What is most wrong with the Bill, however, is that it is a recipe for delay. St. Augustine said, "Make me chaste, O Lord, but not yet" and St. Alistair says, "Make me fiscally responsible, but not until 2011." At least St. Augustine saw himself ultimately becoming chaste, but the Chancellor and the Prime Minister are probably passing on the task of fiscal responsibility to their successors, rather than to themselves.
I believe that it is better to act sooner rather than later, because there is a positive benefit in doing so. If we act sooner in taking steps to get the deficit under control, that will restore confidence; and with confidence, growth will come-and with growth, jobs will come, not least for our young people who are currently languishing on the dole queues at the very start of their careers.
There is also danger in deferring action on the deficit in that every month we do so the risk increases of our having a sovereign debt crisis and a financial collapse. That would mean higher interest rates, which would not only make controlling the deficit less easy, but hit all those people with mortgages. One thing about this economic downturn is that at least there is a section of the community that is reasonably well off, and in some cases better off, because interest rates are low: the mortgage payers of this country. They face the greatest threat from this Government's refusal to tackle the deficit speedily and strongly, because it is their interest rates that will increase.

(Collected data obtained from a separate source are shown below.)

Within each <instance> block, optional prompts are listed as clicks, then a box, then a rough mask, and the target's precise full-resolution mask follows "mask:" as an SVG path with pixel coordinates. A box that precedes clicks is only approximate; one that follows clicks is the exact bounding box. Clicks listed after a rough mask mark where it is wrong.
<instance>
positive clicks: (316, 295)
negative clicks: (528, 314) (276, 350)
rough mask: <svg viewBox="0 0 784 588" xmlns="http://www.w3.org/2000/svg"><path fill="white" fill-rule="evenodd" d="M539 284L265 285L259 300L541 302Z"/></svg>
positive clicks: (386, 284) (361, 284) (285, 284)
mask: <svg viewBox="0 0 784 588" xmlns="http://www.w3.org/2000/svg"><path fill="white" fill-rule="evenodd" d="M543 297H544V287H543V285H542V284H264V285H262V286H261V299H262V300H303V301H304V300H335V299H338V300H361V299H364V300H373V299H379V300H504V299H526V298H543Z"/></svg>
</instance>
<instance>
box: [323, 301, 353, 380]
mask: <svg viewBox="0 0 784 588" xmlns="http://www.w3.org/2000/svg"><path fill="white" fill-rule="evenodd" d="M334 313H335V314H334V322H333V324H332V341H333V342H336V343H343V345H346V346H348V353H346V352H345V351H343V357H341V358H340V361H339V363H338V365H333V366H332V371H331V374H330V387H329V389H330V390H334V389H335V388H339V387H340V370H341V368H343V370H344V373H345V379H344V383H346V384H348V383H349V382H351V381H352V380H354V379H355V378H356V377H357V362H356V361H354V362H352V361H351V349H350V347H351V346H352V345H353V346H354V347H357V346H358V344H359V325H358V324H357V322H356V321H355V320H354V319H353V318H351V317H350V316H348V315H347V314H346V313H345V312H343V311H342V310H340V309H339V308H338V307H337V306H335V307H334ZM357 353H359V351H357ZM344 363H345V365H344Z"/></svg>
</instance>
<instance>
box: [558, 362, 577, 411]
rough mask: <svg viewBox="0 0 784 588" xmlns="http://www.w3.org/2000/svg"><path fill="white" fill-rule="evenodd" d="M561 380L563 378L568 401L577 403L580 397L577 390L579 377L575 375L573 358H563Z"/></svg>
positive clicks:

Justine Greening: Does my right hon. Friend agree that because other countries have already come out of recession, our taking a long time to get our public finances back into shape will be a double disadvantage-both domestically and globally in competition with other countries?
Mr. Lilley: My hon. Friend is absolutely right. If we leave this too late and as a result there is a crisis, we will have to take much more brutal action: instead of companies simply not recruiting, they will have to sack people; instead of voluntary redundancies, there will be compulsory redundancies. That will be the inevitable consequence of taking too long over implementing the measures that we need to take to bring the deficit under control.
The Chief Secretary said that worries about major holders of Government bonds selling their bonds were overstated. He said that PIMCO was selling bonds because it was looking for riskier assets elsewhere. He must be the only person who thinks that PIMCO and other bond holders are selling UK bonds because they think that they are not risky enough-because they think that the Government's finances are not putting us in sufficiently great danger of bankruptcy. The truth is that they are selling them because they think that the price does not yet fully reflect the risks and dangers of financial collapse. They know that if that happens there will be higher interest rates, and they would prefer to buy them back then rather than experience the collapse in the price and rising interest rates while still holding them.